Layered metal-dielectric-metal (MDM) cavities sustain resonances with vanishing dielectric permittivity that can couple to the light emission of fluorophores positioned either on their surface [1] or within the cavity [2]. The wavelength of the cavity resonance depends on the polarization, the angle, and the thickness of the dielectric layer.[3] In the weak coupling regime, the polarization and angular properties of the MDM cavity resonances are transferred to the emission of the fluorophores inside the dielectric layer of the cavity. [2] In the strong coupling regime, the interaction of the cavity modes with the excitonic emission of the fluorophores leads to the formation of polaritons and Rabi splitting of the resonance modes.[4] Typically, the dispersion of the Rabi splitting is mapped by varying the k-vector that is in-plane with the emitter and mirror layers, for example by imaging the angle-dependent signal in the back focal plane of the objective. [4] Another option to tune the cavity resonance is to vary the length of the photonic cavity (thereby varying the out-of-plane k-vector), however, this is difficult to achieve, for example via the tedious fabrication of several samples with different dimensions.
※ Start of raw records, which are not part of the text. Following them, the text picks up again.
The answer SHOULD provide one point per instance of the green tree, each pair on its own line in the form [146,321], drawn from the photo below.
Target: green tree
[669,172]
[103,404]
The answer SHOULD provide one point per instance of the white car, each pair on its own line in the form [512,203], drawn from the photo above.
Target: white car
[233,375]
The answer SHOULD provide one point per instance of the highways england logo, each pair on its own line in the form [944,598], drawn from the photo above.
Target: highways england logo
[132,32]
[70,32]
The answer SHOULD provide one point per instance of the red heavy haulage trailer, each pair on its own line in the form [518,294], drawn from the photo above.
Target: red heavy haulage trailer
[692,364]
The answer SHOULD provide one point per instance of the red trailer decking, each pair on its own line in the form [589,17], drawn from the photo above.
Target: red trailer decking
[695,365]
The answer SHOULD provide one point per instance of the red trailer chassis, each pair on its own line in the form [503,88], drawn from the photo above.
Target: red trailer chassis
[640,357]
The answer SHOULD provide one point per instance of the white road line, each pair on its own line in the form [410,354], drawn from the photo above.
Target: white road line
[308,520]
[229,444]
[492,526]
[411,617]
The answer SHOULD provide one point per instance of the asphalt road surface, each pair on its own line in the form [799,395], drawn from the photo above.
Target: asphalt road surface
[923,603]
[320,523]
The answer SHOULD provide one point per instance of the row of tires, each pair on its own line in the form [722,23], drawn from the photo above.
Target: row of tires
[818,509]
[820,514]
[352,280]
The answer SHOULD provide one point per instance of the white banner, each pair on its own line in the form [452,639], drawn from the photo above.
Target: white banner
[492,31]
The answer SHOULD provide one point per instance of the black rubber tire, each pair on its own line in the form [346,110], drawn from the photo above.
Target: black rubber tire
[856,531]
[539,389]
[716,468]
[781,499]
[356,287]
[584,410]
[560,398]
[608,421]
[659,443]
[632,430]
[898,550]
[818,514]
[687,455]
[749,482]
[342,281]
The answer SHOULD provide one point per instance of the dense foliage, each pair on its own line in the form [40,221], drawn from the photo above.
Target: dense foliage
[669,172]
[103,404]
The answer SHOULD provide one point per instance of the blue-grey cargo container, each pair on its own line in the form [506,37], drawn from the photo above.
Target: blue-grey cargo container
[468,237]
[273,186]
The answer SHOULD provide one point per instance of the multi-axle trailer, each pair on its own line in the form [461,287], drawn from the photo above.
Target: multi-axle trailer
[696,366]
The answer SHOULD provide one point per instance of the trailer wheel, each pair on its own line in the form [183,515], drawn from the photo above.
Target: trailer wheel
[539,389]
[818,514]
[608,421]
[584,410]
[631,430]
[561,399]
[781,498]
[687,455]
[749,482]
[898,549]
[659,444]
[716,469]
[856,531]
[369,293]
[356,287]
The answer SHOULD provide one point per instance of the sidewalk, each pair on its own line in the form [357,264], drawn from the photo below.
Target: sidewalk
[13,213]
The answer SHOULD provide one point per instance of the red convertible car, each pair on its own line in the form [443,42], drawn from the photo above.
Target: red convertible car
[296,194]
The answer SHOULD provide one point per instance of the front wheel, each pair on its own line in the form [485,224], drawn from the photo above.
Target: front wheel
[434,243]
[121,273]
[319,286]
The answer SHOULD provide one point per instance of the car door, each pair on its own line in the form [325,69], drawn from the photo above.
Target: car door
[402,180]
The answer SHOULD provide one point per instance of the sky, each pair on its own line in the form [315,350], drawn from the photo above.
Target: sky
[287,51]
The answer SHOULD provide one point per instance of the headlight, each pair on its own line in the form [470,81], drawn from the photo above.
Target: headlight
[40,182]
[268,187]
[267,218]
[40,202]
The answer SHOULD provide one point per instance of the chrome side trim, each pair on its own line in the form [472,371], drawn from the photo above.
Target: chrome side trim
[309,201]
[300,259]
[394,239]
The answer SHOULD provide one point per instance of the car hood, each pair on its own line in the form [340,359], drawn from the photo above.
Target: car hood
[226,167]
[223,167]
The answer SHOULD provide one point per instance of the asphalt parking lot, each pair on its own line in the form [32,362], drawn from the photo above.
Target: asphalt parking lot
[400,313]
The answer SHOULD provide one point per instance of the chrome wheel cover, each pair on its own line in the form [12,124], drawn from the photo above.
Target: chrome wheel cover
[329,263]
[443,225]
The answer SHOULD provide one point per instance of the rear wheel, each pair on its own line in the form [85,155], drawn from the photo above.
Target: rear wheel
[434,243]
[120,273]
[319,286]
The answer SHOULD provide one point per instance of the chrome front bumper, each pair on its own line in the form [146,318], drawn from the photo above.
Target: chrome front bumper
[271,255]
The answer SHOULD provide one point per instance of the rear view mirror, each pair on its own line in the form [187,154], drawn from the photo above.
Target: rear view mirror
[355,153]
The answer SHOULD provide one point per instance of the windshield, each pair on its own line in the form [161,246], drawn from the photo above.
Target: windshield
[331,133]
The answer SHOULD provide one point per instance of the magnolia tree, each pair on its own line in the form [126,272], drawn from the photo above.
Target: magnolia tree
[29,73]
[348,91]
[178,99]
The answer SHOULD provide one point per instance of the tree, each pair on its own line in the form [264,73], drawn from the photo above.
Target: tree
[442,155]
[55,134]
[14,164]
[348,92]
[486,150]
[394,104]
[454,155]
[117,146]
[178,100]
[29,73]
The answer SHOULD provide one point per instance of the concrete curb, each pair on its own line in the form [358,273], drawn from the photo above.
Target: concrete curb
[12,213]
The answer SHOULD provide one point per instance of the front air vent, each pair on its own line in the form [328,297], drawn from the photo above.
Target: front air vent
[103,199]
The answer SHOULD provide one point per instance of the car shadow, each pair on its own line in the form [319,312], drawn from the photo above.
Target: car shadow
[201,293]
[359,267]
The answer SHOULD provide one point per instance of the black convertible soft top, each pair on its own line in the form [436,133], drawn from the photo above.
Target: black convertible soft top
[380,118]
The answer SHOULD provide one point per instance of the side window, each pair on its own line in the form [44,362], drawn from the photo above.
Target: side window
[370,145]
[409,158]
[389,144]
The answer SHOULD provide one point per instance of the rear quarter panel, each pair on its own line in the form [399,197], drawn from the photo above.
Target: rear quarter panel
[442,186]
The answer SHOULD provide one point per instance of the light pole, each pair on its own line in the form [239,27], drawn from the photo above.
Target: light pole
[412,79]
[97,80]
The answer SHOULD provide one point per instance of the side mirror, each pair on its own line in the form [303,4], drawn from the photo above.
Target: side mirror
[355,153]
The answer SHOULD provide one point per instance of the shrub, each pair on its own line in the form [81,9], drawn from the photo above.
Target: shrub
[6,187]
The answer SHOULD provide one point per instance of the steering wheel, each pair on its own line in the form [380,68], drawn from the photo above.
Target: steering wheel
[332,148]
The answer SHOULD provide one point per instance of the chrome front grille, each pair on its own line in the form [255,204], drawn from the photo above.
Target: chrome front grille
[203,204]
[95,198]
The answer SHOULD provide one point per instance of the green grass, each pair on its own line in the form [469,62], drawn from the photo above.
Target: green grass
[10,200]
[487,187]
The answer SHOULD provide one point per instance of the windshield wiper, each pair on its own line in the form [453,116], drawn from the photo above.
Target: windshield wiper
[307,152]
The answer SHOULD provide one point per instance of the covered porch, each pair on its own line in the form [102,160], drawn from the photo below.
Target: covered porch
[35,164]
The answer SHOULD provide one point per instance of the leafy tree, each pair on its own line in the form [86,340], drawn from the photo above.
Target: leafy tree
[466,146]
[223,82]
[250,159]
Here we present an elegant method to vary the thickness of the dielectric layer (that corresponds to the length of the cavity) in situ by using a surface-forces apparatus (SFA). [5] In this experiment, two cylindrical and semitransparent mirrors are separated by a dielectric liquid in which the light emitting nanocrystals or molecules are dispersed. The distance of the mirrors can be controlled by a cantilever spring over the range from large (mm) separation to almost close contact. Here a crossed configuration of the cylindrical mirrors results in a well-defined contact region with sub-millimeter dimension. Such a SFA therefore acts as a tunable MDM cavity that allows to detect the strong coupling of multiple cavity harmonics with the dye emission in a single, rapid, and continuous sweep of cavity thickness. We observed Rabi splitting exceeding 100 meV, and we analyze the Rabi splitting of the different cavity harmonics, finding a square root dependence with respect to the number of the involved emitters.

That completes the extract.